On a point of order, Mr Speaker. I, too, am new to this House and it struck me, at my desk this morning, that I may have erred. Earlier this month, I participated in an Opposition debate on housing. I did not, and should have, drawn the attention of the House to the fact that I have a modest investment in a specialist housing provider in the north of England. I apologise to you and to the House for this oversight, and I am grateful to you for the chance to correct it.
The hon. Gentleman has corrected the record. Each Member is responsible for what he or she says by way of declaration, but in general terms—I thank the hon. Gentleman for putting the record straight and for his courtesy—it is probably better, particularly in the climate of our times, to err on the side of over-declaration rather than under-declaration. I thank him for what he has said, and the House will do so.
On a point of order, Mr Speaker. Last Wednesday, during Prime Minister’s questions, a number of incidents, which I understand are the subject of police investigation, occurred in Central Lobby. It was drawn to my attention shortly after those incidents that in attendance of some of those events was an abstentionist Member of this House, the hon. Member for Mid Ulster (Francie Molloy). He obtains significant sums for not attending this House, but he was present in Central Lobby and has given interviews subsequent to the incidents. I seek your advice on whether that Member will be subjected to any input by the police in the course of their investigations.

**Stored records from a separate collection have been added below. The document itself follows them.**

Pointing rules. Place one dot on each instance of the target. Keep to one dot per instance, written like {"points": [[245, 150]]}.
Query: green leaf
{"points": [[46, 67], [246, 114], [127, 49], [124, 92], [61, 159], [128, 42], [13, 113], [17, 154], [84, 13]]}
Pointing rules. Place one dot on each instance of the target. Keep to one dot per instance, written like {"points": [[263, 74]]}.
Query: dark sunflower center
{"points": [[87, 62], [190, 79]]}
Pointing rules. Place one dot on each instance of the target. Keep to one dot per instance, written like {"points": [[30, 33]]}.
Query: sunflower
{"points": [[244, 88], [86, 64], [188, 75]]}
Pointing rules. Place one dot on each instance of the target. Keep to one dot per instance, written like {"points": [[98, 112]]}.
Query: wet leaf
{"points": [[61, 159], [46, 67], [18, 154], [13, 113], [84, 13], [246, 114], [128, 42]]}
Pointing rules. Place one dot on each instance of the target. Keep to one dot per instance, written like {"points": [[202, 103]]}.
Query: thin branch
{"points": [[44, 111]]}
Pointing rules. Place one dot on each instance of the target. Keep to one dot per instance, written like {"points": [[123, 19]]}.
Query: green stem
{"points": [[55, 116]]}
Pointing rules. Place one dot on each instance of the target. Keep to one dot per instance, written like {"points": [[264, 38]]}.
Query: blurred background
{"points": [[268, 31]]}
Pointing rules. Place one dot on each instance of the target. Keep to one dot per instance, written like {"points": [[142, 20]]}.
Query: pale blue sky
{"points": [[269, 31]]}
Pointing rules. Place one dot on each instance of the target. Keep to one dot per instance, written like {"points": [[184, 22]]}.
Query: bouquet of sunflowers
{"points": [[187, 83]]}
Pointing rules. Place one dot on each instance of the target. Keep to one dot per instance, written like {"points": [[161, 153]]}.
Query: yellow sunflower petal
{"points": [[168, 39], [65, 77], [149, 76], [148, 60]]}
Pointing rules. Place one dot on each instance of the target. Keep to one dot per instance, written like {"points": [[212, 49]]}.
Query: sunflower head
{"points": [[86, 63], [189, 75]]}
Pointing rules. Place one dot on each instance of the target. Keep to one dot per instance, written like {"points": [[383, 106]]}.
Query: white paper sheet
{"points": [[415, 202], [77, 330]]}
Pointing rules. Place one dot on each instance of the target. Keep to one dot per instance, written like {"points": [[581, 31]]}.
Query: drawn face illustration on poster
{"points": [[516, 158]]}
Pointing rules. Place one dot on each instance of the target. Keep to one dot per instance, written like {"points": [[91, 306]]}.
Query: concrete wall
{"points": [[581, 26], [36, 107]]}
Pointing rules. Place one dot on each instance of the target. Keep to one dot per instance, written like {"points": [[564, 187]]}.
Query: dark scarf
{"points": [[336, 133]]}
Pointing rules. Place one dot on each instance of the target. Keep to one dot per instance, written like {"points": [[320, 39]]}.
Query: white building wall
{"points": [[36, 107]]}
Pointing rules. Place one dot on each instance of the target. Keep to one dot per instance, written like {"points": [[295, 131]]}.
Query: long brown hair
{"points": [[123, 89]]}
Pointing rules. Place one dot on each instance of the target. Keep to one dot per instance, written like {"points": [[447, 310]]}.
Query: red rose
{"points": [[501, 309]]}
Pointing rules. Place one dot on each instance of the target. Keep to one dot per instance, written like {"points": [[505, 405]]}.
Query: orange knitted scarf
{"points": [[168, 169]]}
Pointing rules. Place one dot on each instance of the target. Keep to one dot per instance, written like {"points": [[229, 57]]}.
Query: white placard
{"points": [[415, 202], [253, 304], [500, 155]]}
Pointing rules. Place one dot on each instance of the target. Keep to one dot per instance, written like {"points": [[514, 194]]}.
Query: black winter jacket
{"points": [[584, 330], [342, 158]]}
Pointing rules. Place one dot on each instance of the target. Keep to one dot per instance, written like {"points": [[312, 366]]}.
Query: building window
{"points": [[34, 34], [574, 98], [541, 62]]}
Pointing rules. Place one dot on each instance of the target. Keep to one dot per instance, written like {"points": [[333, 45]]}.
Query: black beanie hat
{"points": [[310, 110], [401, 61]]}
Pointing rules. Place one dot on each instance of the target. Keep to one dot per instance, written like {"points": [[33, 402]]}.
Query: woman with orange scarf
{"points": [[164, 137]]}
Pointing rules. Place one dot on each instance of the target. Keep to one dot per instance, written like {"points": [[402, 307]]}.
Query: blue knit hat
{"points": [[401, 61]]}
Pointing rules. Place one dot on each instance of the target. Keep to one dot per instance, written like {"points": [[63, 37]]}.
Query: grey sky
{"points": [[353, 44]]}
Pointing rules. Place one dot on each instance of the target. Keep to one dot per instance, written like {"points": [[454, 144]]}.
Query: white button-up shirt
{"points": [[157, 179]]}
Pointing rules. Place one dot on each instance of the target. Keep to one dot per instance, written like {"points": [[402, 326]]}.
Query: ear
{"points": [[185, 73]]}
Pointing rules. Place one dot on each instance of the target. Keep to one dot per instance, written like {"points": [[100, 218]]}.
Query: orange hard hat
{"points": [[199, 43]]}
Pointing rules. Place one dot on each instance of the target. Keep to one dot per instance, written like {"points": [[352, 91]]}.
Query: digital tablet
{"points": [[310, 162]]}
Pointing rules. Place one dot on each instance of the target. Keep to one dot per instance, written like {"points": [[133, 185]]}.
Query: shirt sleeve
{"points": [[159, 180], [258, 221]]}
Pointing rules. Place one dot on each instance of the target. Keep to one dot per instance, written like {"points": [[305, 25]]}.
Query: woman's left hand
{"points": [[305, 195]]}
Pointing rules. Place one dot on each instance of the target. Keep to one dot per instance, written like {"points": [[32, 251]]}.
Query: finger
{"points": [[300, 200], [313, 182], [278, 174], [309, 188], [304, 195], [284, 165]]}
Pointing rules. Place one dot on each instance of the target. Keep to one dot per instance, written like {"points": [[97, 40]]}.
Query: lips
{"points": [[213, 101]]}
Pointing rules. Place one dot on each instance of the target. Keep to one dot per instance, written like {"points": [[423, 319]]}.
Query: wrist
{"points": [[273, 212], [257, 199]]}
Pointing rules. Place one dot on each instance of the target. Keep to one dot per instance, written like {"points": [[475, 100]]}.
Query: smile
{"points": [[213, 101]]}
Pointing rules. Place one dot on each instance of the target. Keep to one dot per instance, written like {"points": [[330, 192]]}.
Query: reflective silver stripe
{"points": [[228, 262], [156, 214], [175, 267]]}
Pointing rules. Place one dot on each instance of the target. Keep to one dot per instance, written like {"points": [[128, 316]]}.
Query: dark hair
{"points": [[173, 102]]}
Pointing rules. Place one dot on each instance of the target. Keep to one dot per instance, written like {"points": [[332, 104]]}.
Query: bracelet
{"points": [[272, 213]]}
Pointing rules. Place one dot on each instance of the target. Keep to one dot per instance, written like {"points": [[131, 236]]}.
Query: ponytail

I react with caution to the point of order from the hon. Gentleman, to whom I am grateful for giving me advance notice of his intention to raise it. Certainly, Sinn Féin Members—it is to such a Member, clearly, that he is referring—have access to Central Lobby, just as any member of the public visiting the House enjoys such access. It is, of course, incumbent on all Members—those who have sworn in and those who have not—to ensure that the visitors they accompany behave appropriately and respect the rules on access. It is also, of course—this should go without saying—incumbent on Members themselves to demonstrate such respect. I cannot go beyond that relatively general statement, as I not familiar with the detail that the hon. Gentleman might have in mind, but I hope that that is a useful rubric.
If there are no further points of order and the House’s appetite has now been satisfied, we can now move on to the presentation of Bills.